Posted by: Russ | March 29, 2010 at 10:55 PM
My own input would be that all, Catholic ( of which i am one) or otherwise, must examine their own faith walk... not just searching out idividual sin but also corporate sin ( as in casting lots during elections with political bodies on the basis of one issue while overlooking all others, and then asserting the right to speak for God in directing how people should vote, or how they might validly treat whole classes of people (point being, check for the beam in one's own eye before looking for the spec in the others)
Posted by: Paul | March 30, 2010 at 08:17 AM
First: in the REAL first century, the Pharisees were the good guys. When you're reading the Christian Testament, wherever it says "Pharisee," THINK "Sadducee." I'm reasonably sure that whether or not he flirted with the Essenes, Jesus was born and reared a Pharisee. For one thing, he broke bread with Pharisees, who did NOT eat with non-Pharisees.

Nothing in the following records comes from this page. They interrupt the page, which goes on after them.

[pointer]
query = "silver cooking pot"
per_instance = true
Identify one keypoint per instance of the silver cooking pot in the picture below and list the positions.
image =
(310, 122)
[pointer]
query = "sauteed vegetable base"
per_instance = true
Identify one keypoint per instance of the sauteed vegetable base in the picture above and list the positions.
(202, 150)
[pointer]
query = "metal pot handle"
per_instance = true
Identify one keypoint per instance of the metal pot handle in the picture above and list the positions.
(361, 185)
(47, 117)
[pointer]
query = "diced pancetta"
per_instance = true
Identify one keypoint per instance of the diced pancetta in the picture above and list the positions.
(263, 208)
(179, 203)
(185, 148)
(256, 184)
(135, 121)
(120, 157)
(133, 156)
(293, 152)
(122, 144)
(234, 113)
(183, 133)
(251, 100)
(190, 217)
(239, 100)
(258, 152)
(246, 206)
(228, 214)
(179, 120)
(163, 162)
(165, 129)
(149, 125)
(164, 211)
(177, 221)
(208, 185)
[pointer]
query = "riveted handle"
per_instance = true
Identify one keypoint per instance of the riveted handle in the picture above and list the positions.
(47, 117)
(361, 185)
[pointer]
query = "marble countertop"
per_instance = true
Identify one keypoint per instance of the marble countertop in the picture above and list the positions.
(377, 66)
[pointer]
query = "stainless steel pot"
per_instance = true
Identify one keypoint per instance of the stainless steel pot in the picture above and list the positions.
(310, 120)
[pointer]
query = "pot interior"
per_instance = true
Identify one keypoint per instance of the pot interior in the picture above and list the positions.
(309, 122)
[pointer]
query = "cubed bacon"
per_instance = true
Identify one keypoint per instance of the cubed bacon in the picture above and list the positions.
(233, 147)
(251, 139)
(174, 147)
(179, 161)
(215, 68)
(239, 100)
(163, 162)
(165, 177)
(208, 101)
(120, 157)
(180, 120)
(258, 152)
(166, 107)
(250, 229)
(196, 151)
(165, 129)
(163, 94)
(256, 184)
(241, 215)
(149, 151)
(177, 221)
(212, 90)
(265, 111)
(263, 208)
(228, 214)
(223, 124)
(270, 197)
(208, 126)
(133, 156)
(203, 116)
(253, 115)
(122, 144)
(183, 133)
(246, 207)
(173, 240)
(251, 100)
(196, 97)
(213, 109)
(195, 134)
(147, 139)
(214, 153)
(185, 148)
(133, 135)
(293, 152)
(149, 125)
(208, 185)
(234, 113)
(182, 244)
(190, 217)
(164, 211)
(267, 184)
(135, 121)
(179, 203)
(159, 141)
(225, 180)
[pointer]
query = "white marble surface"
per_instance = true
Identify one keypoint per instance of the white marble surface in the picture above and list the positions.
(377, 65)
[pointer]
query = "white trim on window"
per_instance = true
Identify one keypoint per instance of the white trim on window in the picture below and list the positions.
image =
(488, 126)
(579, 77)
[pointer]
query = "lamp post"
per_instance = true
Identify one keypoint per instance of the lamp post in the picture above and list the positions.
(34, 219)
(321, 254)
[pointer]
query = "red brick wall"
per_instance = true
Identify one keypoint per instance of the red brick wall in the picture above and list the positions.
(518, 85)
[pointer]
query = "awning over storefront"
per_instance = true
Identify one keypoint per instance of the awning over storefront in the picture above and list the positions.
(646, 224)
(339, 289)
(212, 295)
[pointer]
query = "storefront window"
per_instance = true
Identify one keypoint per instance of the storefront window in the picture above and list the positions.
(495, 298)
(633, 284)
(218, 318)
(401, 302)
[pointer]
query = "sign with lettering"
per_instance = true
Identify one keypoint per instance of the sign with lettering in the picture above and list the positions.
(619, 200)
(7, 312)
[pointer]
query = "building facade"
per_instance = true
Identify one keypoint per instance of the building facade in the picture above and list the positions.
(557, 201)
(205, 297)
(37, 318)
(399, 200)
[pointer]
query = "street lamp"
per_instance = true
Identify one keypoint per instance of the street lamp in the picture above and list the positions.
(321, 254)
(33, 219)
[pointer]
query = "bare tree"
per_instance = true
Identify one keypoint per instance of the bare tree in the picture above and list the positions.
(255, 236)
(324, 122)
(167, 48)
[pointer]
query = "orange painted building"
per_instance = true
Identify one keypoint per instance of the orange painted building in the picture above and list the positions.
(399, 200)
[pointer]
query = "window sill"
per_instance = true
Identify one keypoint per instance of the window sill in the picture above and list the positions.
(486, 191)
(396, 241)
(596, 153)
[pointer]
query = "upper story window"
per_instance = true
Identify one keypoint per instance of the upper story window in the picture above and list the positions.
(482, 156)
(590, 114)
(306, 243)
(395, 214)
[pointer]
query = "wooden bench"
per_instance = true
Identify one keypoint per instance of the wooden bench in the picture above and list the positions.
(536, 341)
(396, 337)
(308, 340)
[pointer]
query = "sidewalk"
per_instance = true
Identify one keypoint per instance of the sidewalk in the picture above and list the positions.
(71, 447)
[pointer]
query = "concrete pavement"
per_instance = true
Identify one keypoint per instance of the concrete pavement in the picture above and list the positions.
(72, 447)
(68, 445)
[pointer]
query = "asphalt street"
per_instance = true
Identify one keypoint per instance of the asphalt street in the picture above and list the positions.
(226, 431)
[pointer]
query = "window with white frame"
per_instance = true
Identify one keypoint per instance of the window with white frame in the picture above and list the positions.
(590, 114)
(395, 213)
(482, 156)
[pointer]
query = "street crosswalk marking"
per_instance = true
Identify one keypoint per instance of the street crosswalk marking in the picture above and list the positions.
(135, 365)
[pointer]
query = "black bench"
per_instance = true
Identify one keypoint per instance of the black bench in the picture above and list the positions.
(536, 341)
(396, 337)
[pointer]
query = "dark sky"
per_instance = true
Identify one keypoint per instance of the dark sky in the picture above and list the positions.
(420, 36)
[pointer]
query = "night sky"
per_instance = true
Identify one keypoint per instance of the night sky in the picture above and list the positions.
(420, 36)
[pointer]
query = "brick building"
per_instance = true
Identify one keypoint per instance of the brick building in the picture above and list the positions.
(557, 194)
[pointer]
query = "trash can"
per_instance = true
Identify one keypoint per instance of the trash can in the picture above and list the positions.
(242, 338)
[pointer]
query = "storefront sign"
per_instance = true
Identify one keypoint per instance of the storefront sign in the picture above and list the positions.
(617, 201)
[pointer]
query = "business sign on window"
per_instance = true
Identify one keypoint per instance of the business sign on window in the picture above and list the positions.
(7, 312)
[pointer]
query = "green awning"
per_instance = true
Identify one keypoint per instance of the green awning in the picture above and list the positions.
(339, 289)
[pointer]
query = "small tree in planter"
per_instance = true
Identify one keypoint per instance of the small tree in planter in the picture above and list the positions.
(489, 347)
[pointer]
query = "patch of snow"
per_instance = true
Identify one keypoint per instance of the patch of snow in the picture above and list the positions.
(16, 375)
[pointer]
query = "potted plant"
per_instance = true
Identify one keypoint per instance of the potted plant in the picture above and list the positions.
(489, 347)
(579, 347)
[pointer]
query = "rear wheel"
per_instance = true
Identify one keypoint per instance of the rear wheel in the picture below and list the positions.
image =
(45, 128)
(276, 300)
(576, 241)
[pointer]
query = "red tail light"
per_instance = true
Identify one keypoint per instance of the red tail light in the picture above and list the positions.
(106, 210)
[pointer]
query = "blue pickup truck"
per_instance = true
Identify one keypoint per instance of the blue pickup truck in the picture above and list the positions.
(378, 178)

Second, I don't think religion itself is the problem. I think virtually all problems in religion are caused by those who have deified their own view of religion. This is easiest to see in militant Islam, in Mormonism, in Scientology, and in Roman Catholicism.
I agree that the reaction of Pope Benedict (whom I continue to think of as "Joey the Rat") has been amazingly tone-deaf, and I believe it comes from his decades of defending R.C. orthodoxy. In my opinion, first-century Christianity was a religion of absolute equality -- "male and female, Jew and Gentile, slave and free," etc. -- and Roman Catholicism has morphed this equality into a rigid, androlatrous hierarchy of power. According to THEM, one can only approach God through the intermediation of the R.C. Magisterium.
I believe Roman Catholicism is facing a major crisis of structure, and the BEST I can envision is a schism in which American R.C.s break away from the bishop of Rome. Joey the Rat continues to defend the status quo (he says the problem is inadequate education in R.C. seminaries!), and the status quo is doomed.
Does one need the vast edifice of Roman Catholic hierarchy, or can one interact with God without it? Does one need to worship R.C. dogma (e.g., papal infallibility), or can one worship God without it? If only males can represent God at the altar, doesn't that mean that Genesis 1:27 and 5:1-2 are lies? What if there IS NO "hell"? What if Jesus was right when he told his followers they were just as capable as he was of interacting with God and doing what he did?
If the Magisterium is right, if you can only interact with God as an obedient Church brownshirt, why did JESUS never say so?